Got the same error with the origin model
got the same error with finetuned Mixtral 7bx8
I tried to load a GPTQ version of Mixtral 8x7b and got an error, but a different one than posted here.
I got:
config.py gptq quantization is not fully optimized yet. The speed can be slower than non-quantized models.
config.py gptq does not support CUDA graph yet. Disabling CUDA graph.
worker.py -- Started a local Ray instance.
llm_engine.py Initializing an LLM engine with config: model='model_path/TheBloke_Mixtral-8x7B-Instruct-v0.1-GPTQ', tokenizer='model_path/TheBloke_Mixtral-8x7B-Instruct-v0.1-GPTQ', tokenizer_mode=auto, revision=None, tokenizer_revision=None, trust_remote_code=False, dtype=torch.bfloat16, max_seq_len=32768, download_dir=None, load_format=auto, tensor_parallel_size=4, quantization=gptq, enforce_eager=True, seed=0)
Traceback (most recent call last):
File "local_path/mixtral_vllm.py", line 3, in <module>
llm = LLM("model_path/TheBloke_Mixtral-8x7B-Instruct-v0.1-GPTQ", quantization="GPTQ", tensor_parallel_size=4)
^^^^^^^^^^^^^^^^^^^^^^^^^^^^^^^^^^^^^^^^^^^^^^^^^^^^^^^^^^^^^^^^^^^^^^^^^^^^^^^^^^^^^^^^^^^^^^^^^^^^^^^^^^^^^^^^
File "anaconda_env_path/lib/python3.11/site-packages/vllm/entrypoints/llm.py", line 105, in __init__
self.llm_engine = LLMEngine.from_engine_args(engine_args)
^^^^^^^^^^^^^^^^^^^^^^^^^^^^^^^^^^^^^^^
File "anaconda_env_path/lib/python3.11/site-packages/vllm/engine/llm_engine.py", line 250, in from_engine_args
engine = cls(*engine_configs,
^^^^^^^^^^^^^^^^^^^^
File "anaconda_env_path/lib/python3.11/site-packages/vllm/engine/llm_engine.py", line 108, in __init__
self._init_workers_ray(placement_group)
File "anaconda_env_path/lib/python3.11/site-packages/vllm/engine/llm_engine.py", line 195, in _init_workers_ray
self._run_workers(
File "anaconda_env_path/lib/python3.11/site-packages/vllm/engine/llm_engine.py", line 755, in _run_workers
self._run_workers_in_batch(workers, method, *args, **kwargs))

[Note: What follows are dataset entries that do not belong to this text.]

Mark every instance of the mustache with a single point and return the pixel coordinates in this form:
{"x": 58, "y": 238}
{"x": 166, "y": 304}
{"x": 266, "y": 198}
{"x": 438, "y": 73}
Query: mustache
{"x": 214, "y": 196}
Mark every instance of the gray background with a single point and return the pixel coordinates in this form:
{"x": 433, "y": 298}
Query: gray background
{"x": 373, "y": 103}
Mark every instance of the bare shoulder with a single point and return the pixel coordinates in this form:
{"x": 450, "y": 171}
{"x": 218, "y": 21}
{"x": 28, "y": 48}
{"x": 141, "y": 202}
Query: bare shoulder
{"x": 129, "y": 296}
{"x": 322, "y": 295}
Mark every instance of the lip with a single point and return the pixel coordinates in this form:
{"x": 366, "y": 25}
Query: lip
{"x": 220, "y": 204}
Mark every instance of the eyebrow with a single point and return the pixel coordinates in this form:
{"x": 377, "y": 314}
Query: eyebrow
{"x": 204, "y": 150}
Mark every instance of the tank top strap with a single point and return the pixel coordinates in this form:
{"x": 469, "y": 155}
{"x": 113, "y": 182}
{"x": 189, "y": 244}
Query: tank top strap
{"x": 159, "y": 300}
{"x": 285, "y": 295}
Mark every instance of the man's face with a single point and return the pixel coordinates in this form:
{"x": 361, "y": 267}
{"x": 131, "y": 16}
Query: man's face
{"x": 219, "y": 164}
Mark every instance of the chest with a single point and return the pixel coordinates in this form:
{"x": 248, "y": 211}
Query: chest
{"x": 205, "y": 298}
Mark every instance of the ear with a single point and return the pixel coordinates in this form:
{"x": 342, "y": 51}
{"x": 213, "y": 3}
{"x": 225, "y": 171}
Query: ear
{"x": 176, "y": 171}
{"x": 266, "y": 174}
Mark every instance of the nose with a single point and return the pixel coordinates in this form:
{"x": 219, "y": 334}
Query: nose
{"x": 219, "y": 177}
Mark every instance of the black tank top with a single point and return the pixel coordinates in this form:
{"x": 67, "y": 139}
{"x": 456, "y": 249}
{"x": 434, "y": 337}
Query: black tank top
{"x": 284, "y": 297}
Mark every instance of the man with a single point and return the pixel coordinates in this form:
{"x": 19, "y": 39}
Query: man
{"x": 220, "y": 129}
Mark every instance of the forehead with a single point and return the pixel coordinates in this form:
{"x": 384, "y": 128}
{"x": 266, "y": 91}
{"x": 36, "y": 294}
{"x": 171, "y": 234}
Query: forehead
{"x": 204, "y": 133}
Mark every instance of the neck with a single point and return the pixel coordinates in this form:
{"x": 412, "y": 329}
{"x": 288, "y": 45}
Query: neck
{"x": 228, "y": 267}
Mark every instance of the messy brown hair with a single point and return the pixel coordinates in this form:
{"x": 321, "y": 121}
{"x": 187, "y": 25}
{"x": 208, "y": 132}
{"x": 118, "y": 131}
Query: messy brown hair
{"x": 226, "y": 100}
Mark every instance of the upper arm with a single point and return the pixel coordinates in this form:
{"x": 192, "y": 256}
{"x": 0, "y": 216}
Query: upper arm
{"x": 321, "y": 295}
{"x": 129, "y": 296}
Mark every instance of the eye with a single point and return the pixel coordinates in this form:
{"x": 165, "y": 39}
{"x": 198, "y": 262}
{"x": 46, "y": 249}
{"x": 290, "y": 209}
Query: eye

^^^^^^^^^^^^^^^^^^^^^^^^^^^^^^^^^^^^^^^^^^^^^^^^^^^^^^^^^^^^
File "anaconda_env_path/lib/python3.11/site-packages/vllm/engine/llm_engine.py", line 732, in _run_workers_in_batch
all_outputs = ray.get(all_outputs)
^^^^^^^^^^^^^^^^^^^^
File "anaconda_env_path/lib/python3.11/site-packages/ray/_private/auto_init_hook.py", line 22, in auto_init_wrapper
return fn(*args, **kwargs)
^^^^^^^^^^^^^^^^^^^
File "anaconda_env_path/lib/python3.11/site-packages/ray/_private/client_mode_hook.py", line 103, in wrapper
return func(*args, **kwargs)
^^^^^^^^^^^^^^^^^^^^^
File "anaconda_env_path/lib/python3.11/site-packages/ray/_private/worker.py", line 2624, in get
raise value.as_instanceof_cause()
ray.exceptions.RayTaskError(ValueError): ray::RayWorkerVllm.execute_method() (pid=X, ip=X.X.X.X, actor_id=X, repr=<vllm.engine.ray_utils.RayWorkerVllm object at X>)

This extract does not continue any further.